Re: [PATCH bpf-next 3/5] bpf: do .test_run in dummy BPF STRUCT_OPS

From: Hou Tao <houtao1@huawei.com>
To: Martin KaFai Lau <kafai@fb.com>
Cc: Alexei Starovoitov <ast@kernel.org>,
	Daniel Borkmann <daniel@iogearbox.net>,
	Andrii Nakryiko <andrii@kernel.org>, <netdev@vger.kernel.org>,
	<bpf@vger.kernel.org>
Subject: Re: [PATCH bpf-next 3/5] bpf: do .test_run in dummy BPF STRUCT_OPS
Date: Thu, 30 Sep 2021 19:05:41 +0800	[thread overview]
Message-ID: <89ce4b1c-6ea6-80b9-ec2f-5a6d49dd591b@huawei.com> (raw)
In-Reply-To: <20210929185541.cb5z2xnngqljkscu@kafai-mbp.dhcp.thefacebook.com>

Hi,

On 9/30/2021 2:55 AM, Martin KaFai Lau wrote:
> On Tue, Sep 28, 2021 at 10:52:26AM +0800, Hou Tao wrote:
>> Now only program for bpf_dummy_ops::init() is supported.
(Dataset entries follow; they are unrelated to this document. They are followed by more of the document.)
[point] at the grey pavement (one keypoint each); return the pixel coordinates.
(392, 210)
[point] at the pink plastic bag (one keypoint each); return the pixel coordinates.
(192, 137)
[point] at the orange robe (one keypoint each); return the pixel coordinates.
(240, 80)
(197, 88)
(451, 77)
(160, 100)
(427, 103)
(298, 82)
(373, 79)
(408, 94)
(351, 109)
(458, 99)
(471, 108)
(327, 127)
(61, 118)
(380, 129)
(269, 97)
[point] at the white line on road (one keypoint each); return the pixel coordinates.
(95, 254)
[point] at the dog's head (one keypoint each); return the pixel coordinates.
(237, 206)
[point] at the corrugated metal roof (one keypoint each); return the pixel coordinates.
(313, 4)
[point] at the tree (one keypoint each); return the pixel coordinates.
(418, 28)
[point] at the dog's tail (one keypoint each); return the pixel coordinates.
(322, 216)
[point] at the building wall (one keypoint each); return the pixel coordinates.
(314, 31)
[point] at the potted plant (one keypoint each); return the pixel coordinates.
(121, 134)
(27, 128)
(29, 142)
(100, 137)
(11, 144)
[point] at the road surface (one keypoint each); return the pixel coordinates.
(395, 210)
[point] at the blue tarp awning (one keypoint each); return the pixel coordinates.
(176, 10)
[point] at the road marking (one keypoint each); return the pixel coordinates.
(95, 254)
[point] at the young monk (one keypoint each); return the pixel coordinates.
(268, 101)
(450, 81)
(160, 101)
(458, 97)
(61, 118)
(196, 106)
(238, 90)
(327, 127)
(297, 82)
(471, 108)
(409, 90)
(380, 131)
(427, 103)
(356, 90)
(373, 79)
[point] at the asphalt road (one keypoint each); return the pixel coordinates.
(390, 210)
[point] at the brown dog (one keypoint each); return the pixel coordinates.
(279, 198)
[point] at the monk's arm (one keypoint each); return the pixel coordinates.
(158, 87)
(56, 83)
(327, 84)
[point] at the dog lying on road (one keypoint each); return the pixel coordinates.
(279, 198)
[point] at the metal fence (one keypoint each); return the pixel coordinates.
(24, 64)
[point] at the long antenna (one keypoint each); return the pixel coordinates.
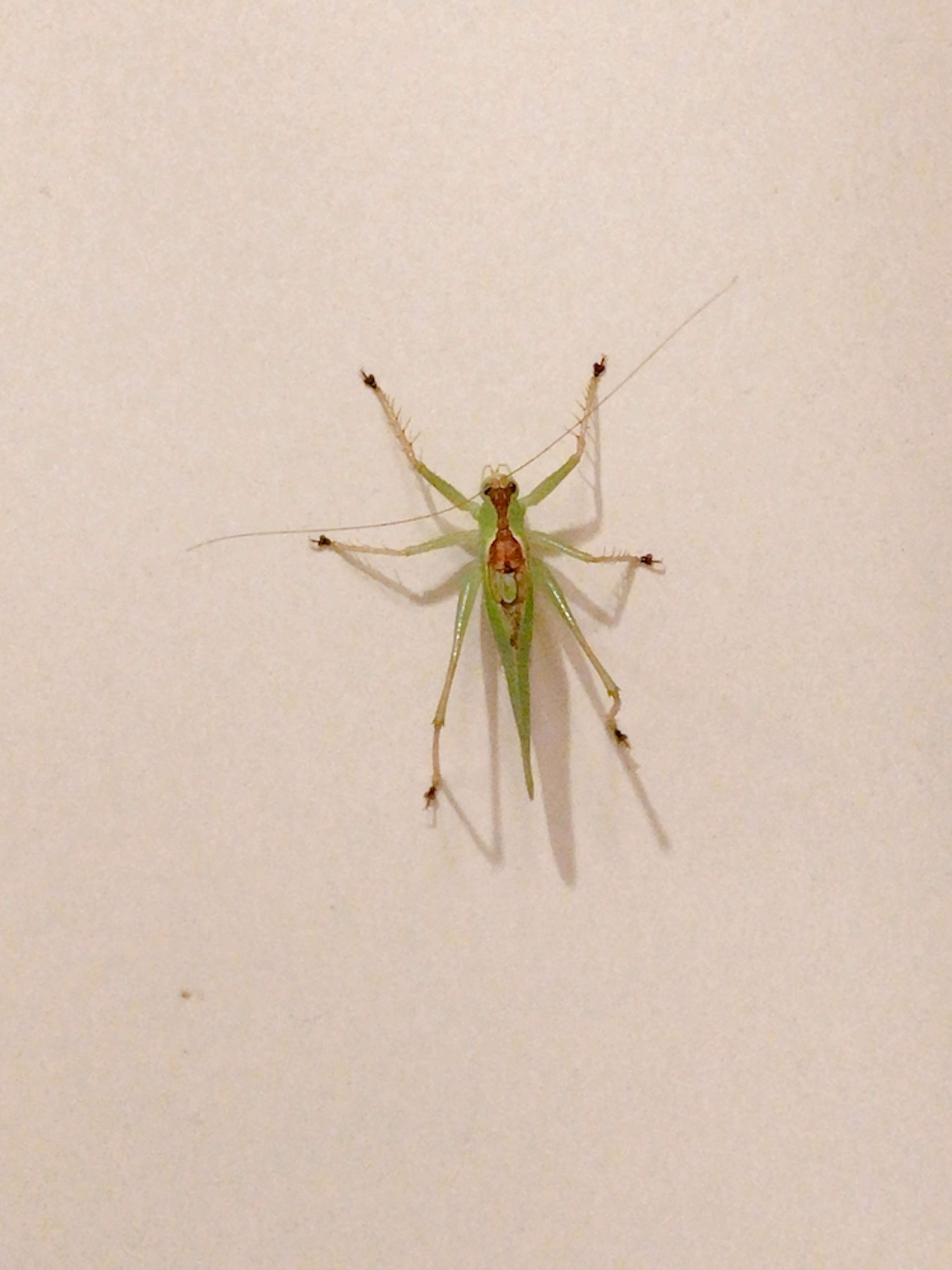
(428, 516)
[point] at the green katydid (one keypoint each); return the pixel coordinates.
(507, 564)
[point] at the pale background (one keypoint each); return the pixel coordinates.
(257, 1010)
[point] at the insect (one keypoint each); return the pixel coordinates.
(508, 564)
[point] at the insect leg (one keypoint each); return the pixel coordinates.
(545, 580)
(588, 410)
(551, 544)
(469, 591)
(407, 444)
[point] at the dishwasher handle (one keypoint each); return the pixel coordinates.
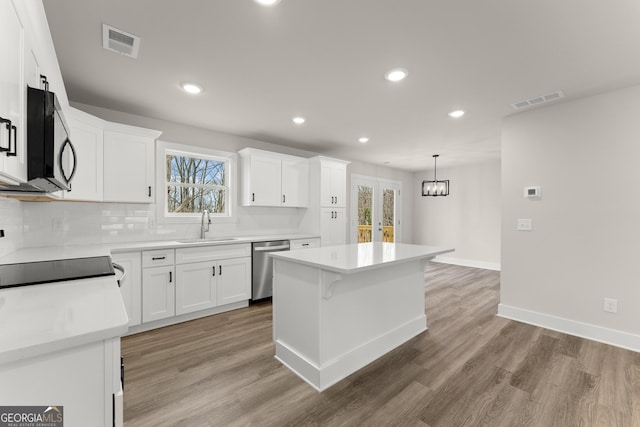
(271, 248)
(122, 270)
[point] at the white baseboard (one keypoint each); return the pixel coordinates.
(579, 329)
(324, 376)
(468, 263)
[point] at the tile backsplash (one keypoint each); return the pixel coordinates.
(11, 222)
(36, 224)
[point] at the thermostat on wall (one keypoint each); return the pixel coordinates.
(532, 192)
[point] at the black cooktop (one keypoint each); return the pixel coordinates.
(33, 273)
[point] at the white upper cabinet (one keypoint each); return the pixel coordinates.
(327, 213)
(87, 137)
(273, 179)
(333, 183)
(263, 176)
(295, 182)
(128, 164)
(12, 96)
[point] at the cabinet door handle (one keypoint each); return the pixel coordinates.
(15, 142)
(8, 125)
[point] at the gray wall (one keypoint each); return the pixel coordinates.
(584, 245)
(468, 219)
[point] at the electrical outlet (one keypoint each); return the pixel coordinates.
(525, 224)
(57, 224)
(610, 305)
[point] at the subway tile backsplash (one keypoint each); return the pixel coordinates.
(36, 224)
(11, 223)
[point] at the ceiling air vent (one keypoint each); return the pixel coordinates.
(537, 100)
(120, 41)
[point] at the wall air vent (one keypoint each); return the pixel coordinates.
(537, 100)
(120, 41)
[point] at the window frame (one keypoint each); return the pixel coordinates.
(164, 148)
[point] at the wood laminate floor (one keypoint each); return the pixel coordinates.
(471, 368)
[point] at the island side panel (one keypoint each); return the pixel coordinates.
(296, 318)
(367, 315)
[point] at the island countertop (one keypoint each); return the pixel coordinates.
(348, 259)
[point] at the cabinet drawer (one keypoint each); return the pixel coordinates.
(157, 258)
(305, 243)
(211, 253)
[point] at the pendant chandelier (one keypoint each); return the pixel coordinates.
(435, 188)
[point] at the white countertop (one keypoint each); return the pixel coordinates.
(347, 259)
(82, 251)
(44, 318)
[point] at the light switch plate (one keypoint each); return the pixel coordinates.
(532, 192)
(525, 224)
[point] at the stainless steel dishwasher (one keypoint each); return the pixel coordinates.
(262, 267)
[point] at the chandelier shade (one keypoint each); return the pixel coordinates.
(435, 187)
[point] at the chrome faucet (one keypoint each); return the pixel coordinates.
(203, 230)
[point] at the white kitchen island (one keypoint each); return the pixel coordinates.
(338, 308)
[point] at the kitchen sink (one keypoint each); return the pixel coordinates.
(208, 239)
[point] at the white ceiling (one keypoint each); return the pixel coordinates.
(326, 60)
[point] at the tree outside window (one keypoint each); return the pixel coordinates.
(195, 184)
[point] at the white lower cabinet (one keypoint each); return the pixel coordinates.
(210, 276)
(234, 280)
(158, 293)
(83, 380)
(131, 284)
(195, 287)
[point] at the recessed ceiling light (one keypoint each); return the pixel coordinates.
(396, 74)
(267, 2)
(191, 88)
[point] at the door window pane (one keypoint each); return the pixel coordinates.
(388, 215)
(365, 213)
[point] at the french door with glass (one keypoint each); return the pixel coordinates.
(374, 210)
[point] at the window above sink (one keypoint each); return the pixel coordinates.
(192, 179)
The following
>> two cases are exercised in bpf_dummy_st_ops_test_run():
>>
>> (1) test and check the value returned from state arg in init(state)
>> The content of state is copied from data_in before calling init() and
>> copied back to data_out after calling, so test program could use
>> data_in to pass the input state and use data_out to get the
>> output state.
>>
>> (2) test and check the return value of init(NULL)
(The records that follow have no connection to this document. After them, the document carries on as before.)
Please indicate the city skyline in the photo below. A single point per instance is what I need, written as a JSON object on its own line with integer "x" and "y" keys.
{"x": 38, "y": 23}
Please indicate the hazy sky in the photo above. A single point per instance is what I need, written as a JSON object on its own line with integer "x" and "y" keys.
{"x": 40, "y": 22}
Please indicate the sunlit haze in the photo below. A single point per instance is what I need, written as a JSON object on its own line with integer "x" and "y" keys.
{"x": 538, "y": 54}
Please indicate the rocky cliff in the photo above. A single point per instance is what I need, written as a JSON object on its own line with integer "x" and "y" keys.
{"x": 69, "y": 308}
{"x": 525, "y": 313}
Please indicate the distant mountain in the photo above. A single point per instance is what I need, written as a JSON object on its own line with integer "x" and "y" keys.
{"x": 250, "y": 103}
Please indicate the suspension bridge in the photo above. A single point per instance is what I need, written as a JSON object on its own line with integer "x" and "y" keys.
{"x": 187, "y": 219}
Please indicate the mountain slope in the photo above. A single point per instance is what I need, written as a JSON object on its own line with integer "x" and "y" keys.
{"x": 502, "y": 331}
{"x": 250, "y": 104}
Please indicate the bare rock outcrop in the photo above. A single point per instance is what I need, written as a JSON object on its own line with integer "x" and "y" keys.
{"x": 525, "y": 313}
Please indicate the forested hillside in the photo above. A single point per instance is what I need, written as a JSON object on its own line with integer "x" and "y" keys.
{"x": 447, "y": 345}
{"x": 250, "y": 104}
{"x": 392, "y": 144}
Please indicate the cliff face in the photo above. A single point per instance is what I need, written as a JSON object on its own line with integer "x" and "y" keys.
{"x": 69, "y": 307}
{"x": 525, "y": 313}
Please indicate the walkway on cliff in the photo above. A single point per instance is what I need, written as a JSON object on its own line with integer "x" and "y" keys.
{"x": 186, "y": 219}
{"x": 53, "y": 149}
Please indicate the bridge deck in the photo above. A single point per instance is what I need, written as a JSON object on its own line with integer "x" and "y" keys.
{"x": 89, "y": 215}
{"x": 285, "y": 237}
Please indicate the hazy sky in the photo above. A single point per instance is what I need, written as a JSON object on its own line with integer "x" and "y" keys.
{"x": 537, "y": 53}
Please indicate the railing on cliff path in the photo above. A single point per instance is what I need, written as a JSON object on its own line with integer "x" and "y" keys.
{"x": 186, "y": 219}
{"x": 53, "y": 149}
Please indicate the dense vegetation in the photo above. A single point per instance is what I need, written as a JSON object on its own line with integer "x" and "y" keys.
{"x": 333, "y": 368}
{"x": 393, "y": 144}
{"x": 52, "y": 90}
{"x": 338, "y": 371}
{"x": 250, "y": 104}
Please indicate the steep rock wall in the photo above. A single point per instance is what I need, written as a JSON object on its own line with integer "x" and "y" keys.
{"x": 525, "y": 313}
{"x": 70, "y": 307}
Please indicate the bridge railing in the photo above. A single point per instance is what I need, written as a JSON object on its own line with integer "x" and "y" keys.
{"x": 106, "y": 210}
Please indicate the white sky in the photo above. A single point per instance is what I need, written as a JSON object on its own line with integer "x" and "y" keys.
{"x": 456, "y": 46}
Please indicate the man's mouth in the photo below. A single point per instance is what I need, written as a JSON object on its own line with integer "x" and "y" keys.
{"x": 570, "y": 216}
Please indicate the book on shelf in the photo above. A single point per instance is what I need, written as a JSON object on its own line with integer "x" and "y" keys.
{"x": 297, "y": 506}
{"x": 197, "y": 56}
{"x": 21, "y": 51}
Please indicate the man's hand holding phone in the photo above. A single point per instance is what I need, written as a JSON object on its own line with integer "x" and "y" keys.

>> data_in_size is set as 0, so the state will be NULL and there will be
>> no copy-in & copy-out.
> Patch 1 and patch 3 in this set should be combined.
Will do. The purpose of splitting into two patches is that if only the return
value test is needed, patch 3 can be dropped. But now we will add more
tests, so i think combine two patches into one is OK.
>
>>  include/linux/bpf_dummy_ops.h  |  13 ++-
>>  net/bpf/bpf_dummy_struct_ops.c | 176 +++++++++++++++++++++++++++++++++
>>  2 files changed, 188 insertions(+), 1 deletion(-)
>>
>> diff --git a/include/linux/bpf_dummy_ops.h b/include/linux/bpf_dummy_ops.h
>> index a594ae830eba..5049484e6693 100644
>> --- a/include/linux/bpf_dummy_ops.h
>> +++ b/include/linux/bpf_dummy_ops.h
> The changes here seem not worth a new header file.
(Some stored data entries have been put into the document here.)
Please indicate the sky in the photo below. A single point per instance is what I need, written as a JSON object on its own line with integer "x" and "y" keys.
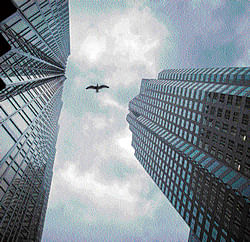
{"x": 99, "y": 191}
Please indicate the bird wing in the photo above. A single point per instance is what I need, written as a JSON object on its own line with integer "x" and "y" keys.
{"x": 103, "y": 86}
{"x": 91, "y": 87}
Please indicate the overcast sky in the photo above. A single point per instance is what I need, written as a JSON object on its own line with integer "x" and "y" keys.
{"x": 99, "y": 190}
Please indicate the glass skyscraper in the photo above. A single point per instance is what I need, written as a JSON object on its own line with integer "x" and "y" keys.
{"x": 34, "y": 47}
{"x": 191, "y": 134}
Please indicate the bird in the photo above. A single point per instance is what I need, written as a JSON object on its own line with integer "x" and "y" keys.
{"x": 97, "y": 88}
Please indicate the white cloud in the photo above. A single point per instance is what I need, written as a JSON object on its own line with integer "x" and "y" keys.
{"x": 92, "y": 47}
{"x": 123, "y": 45}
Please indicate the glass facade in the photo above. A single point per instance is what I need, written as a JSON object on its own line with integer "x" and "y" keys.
{"x": 191, "y": 134}
{"x": 34, "y": 47}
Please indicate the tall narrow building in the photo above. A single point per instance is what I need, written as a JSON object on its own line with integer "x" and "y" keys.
{"x": 34, "y": 47}
{"x": 191, "y": 134}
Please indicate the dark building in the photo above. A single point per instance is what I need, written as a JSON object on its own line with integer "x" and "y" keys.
{"x": 191, "y": 134}
{"x": 34, "y": 47}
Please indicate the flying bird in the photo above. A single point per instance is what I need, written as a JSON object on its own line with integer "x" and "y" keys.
{"x": 97, "y": 88}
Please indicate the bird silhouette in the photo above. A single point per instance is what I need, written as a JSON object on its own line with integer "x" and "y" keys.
{"x": 97, "y": 88}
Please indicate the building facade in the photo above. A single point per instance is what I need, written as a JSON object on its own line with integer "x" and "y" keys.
{"x": 34, "y": 47}
{"x": 191, "y": 134}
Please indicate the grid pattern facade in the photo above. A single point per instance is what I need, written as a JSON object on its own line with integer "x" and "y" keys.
{"x": 34, "y": 47}
{"x": 173, "y": 136}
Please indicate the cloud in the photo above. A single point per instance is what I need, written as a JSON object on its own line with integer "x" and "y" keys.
{"x": 123, "y": 44}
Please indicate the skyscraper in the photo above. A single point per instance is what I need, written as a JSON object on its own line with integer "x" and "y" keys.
{"x": 34, "y": 46}
{"x": 191, "y": 134}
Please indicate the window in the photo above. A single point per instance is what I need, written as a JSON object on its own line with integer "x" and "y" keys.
{"x": 219, "y": 112}
{"x": 236, "y": 116}
{"x": 225, "y": 127}
{"x": 238, "y": 101}
{"x": 212, "y": 111}
{"x": 227, "y": 114}
{"x": 222, "y": 98}
{"x": 229, "y": 100}
{"x": 233, "y": 130}
{"x": 244, "y": 119}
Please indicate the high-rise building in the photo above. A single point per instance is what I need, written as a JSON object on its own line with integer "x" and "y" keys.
{"x": 191, "y": 134}
{"x": 34, "y": 46}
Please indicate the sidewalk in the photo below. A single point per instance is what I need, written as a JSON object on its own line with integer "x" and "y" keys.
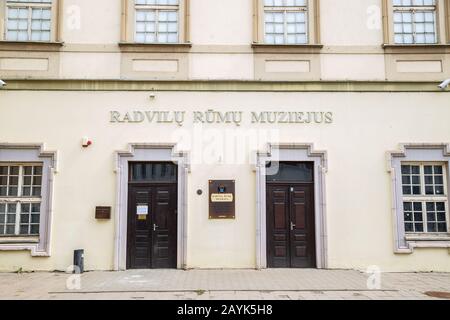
{"x": 221, "y": 284}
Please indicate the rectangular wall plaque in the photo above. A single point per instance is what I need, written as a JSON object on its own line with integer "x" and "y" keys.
{"x": 222, "y": 200}
{"x": 103, "y": 213}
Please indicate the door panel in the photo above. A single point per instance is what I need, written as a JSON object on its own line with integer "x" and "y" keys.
{"x": 165, "y": 228}
{"x": 152, "y": 239}
{"x": 302, "y": 217}
{"x": 290, "y": 226}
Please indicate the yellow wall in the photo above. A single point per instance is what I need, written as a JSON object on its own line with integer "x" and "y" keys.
{"x": 366, "y": 126}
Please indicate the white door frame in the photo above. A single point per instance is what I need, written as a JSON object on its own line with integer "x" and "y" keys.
{"x": 149, "y": 152}
{"x": 299, "y": 153}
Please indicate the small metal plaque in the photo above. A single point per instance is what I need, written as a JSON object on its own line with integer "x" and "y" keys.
{"x": 222, "y": 200}
{"x": 103, "y": 213}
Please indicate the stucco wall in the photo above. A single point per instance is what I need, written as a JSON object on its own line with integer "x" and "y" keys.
{"x": 365, "y": 127}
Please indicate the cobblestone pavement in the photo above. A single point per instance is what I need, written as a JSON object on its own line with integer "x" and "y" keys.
{"x": 272, "y": 284}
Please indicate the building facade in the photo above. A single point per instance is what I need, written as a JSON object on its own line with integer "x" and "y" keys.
{"x": 225, "y": 134}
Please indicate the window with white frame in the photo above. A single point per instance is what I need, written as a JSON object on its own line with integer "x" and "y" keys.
{"x": 20, "y": 199}
{"x": 415, "y": 21}
{"x": 425, "y": 199}
{"x": 157, "y": 21}
{"x": 286, "y": 21}
{"x": 28, "y": 20}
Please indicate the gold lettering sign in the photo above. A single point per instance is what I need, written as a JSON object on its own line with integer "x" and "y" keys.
{"x": 222, "y": 197}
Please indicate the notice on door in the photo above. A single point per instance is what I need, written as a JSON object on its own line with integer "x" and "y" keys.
{"x": 142, "y": 210}
{"x": 222, "y": 197}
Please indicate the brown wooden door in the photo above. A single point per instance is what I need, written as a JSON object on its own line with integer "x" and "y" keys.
{"x": 290, "y": 226}
{"x": 152, "y": 239}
> Let see if they can be simplified and move the only needed things to bpf.h.
>
>> @@ -5,10 +5,21 @@
>>  #ifndef _BPF_DUMMY_OPS_H
>>  #define _BPF_DUMMY_OPS_H
>>  
>> -typedef int (*bpf_dummy_ops_init_t)(void);
>> +#include <linux/bpf.h>
>> +#include <linux/filter.h>
>> +
>> +struct bpf_dummy_ops_state {
>> +	int val;
>> +};
> This struct can be moved to net/bpf/bpf_dummy_struct_ops.c.
>
>> +
>> +typedef int (*bpf_dummy_ops_init_t)(struct bpf_dummy_ops_state *cb);
> If I read it correctly, the typedef is only useful in casting later.
> It would need another typedef in the future if new test function is added.
> Lets try to remove it (more on this later).
>
>>  
>>  struct bpf_dummy_ops {
>>  	bpf_dummy_ops_init_t init;
> "init" is a little confusing since it is not doing initialization.
> It is for testing purpose.  How about renaming it to test1, test2, test3...:
>
> 	int (*test1)(struct bpf_dummy_ops_state *cb);
>
> Also, it should at least add another function to test more
> arguments which is another limitation of testing with
> tcp_congestion_ops.
>
>>  };
> The whole struct bpf_dummy_ops can be moved to include/linux/bpf.h also
> next to where other bpf_struct_ops_*() functions are residing.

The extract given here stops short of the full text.